We amused ourselves on the long, flat road through cornfields and soybeans by counting the cars on the numerous trains that sped by heading east. The longest I counted was 146, or about 1.3 miles long. Mike pumped his arm in the air to encourage the engineers to blow the train whistle, and most of them complied. It reminded me of when I was a little girl and we would take a walk with our grandmother down her dirt road in Indiana farmland to stand on the bridge over the toll road to wave at the truck drivers.
About 3 hours into the ride I felt like someone flipped a switch: the fog lifted, the sun came out in a cloudless blue sky, and the Nebraska landscape changed from lush green fields to rolling grassland.
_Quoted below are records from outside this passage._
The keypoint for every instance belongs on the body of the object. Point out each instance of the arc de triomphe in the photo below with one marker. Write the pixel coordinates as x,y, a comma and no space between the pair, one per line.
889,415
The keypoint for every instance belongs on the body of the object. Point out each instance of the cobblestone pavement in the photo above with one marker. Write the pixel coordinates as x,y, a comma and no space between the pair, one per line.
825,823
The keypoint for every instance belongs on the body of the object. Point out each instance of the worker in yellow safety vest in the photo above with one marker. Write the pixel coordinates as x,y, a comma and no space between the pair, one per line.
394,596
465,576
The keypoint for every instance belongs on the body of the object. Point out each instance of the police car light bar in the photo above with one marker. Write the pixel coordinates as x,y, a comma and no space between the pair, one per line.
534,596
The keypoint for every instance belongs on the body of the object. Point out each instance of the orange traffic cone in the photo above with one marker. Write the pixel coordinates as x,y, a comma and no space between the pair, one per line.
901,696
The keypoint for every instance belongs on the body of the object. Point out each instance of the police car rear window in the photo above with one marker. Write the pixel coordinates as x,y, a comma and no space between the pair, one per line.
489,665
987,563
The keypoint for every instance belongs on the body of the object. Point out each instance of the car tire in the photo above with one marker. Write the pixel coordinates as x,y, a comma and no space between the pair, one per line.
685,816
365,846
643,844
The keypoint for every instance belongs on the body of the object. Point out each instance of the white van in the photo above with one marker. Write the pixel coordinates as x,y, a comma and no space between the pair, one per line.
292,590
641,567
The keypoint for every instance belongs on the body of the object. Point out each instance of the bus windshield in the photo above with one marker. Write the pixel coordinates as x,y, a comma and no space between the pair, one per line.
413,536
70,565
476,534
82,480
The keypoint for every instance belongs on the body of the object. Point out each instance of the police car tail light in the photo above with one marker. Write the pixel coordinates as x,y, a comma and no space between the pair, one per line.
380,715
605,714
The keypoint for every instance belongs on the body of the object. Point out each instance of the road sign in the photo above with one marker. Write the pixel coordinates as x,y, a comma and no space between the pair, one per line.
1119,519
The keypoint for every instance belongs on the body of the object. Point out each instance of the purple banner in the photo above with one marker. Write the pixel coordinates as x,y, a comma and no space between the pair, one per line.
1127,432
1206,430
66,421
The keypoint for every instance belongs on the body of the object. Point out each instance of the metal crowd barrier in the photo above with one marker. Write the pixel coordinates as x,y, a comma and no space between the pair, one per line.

Mike spotted a small yellow cropdusting plane swooping over the fields like a large bird.
Route 30 took us west through the Sand Hills, the largest area of sand dunes in North America. Parts of this ecosystem have never been plowed, and I kept expecting to see a herd of buffalo thundering across the plains.
Mike had the GPS set to show the elevation as we gradually climbed from 1860' in Grand Island, NE to 5430' in Boulder, CO, our destination for the day. Western Nebraska and eastern Colorado are part of the Great Plains that stretch from Canada into Texas east of the Rockies. As we rode west and climbed higher, we watched clouds of dust follow tractors in the brown fields and herds of cattle grazing in the sparse grasslands.
As we kept pushing west, we both scanned the horizon for the first glimpse of the Rockies. I wondered what the pioneers felt as they slowly made their way through the Plains, knowing they had the Rockies to cross. We're looking forward to twisting, curving, steep mountain roads after 3 days of traveling on straight and flat highways, but I'm sure the folks in covered wagons had different thoughts about the Rockies.
We haven't been in a busy city like Boulder yet on this trip, and it was a shock to go from riding lonely miles with the road to ourselves to busy highways.
We're meeting our kids for dinner, looking forward to shooting pool and catching up with their lives. Tomorrow we're continuing our trek west into the Rockies. The flat, straight roads are behind us and the mountains promise a challenging and fun ride.